I had pretty much forgotten that this is Thanksgiving week. At that first Thanksgiving, the only way people survived was through interdependence. We sometimes forget that now in our hurried and separate lives. This storm helped us remember.
Just now, as I was contemplating the logistics of roasting a turkey over a campstove and baking pies over snoozing cats, a miracle happened. There was light! My neighbor swears she is responsible. She went out and bought a caseload of candles. Damn. Wish I’d thought of that!
As I was jumping around the kitchen screaming with joy, the light suddenly went out. The look on my face frightened a confession out of Mandy. “Mom, I just wanted to surprise you,” she said. It’s astonishing how fast children move when they are motivated. All I could see was a blur as she dashed out the door.
Hart, 43, is a Spokane single mom.
Shelter on the move
By Gleyn Bledsoe Special to The Spokesman-Review
Stay or go. For hours, that was the dilemma. We had just 24 people left at the Libby Center shelter. More and more people were getting electricity and leaving us.

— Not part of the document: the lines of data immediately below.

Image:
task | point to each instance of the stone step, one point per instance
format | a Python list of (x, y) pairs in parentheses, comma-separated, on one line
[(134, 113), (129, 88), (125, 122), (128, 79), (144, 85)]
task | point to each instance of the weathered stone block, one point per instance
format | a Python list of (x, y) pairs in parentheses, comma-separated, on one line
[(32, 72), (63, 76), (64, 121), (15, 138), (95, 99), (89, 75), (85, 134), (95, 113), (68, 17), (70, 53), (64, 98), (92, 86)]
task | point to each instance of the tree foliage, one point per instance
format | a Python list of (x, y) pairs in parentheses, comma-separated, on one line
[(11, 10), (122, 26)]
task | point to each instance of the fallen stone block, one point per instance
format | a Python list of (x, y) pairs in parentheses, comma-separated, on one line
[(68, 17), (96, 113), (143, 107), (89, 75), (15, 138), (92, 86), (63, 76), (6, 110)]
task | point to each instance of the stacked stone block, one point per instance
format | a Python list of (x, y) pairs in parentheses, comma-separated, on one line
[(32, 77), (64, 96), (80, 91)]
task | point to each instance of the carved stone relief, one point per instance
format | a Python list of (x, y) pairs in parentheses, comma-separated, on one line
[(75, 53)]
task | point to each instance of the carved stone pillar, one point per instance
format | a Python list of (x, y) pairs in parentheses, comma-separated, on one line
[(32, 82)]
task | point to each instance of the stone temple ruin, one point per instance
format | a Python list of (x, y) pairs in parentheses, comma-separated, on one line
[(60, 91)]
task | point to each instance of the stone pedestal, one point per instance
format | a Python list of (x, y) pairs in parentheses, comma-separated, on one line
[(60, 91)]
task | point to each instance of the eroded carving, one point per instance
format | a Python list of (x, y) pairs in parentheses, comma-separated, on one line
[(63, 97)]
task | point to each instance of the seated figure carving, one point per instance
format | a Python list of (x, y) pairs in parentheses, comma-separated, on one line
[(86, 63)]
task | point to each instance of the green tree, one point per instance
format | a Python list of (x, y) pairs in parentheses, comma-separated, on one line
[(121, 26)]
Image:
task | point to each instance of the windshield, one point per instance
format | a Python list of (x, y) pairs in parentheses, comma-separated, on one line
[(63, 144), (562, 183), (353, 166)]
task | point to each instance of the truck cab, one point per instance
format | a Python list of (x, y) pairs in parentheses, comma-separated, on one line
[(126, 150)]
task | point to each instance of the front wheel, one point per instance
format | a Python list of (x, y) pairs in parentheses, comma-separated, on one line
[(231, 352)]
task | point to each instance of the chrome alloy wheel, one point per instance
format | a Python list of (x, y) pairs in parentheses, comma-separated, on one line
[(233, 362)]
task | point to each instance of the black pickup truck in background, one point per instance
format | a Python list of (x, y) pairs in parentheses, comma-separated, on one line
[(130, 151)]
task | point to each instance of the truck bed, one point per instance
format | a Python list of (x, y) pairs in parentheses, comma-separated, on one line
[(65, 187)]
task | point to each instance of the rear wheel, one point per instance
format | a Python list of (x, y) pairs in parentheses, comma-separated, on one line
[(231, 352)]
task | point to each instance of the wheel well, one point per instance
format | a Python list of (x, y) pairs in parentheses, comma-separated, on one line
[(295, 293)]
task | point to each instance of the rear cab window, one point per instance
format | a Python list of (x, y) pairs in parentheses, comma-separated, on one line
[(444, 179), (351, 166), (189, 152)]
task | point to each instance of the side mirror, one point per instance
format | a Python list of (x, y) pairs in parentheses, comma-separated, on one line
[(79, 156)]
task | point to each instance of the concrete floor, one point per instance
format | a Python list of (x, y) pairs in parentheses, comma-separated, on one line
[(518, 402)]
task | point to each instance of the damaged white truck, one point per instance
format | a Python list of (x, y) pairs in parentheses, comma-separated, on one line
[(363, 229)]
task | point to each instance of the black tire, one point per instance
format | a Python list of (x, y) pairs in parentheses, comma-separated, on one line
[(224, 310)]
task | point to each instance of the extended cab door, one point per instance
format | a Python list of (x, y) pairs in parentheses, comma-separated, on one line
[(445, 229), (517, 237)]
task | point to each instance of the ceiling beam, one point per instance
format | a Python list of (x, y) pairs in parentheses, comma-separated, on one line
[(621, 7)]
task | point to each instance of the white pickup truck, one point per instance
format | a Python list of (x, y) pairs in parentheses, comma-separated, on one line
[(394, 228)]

And so the big question: Where do the rest go? I personally wanted us to either go to the shelter at the convention center or find a church. I was prepared to walk around the neighborhood, knock on church doors, and ask for shelter space. But the decision was not mine to make.
This school belongs to the school district, and they’ve been great. Their janitors have been here cleaning 24 hours a day, but school’s starting up, they need the space.
People are edgy all around me. I’ve been asked 100 times the same question: “When will my power be back on?” They know I don’t know the answer, but they ask me anyway. It’s a nervous thing. They see me as an authority figure here, but I don’t have the answers. Or the power. Some also ask my permission when they want to leave the building. They don’t need permission.
I’ve been trained to deal with this. And with my military experience, I’m used to the adage: “Hurry up and wait.”
The only thing that frustrates me are the weather reports. One night last week, they said expect 6 to 8 inches. I walked out in the middle of the night and saw stars. So much for the weather reports.
At least one thing got resolved. By the end of the day, we did move - to United Methodist Church.
Bledsoe, 32, is a Red Cross shelter manager.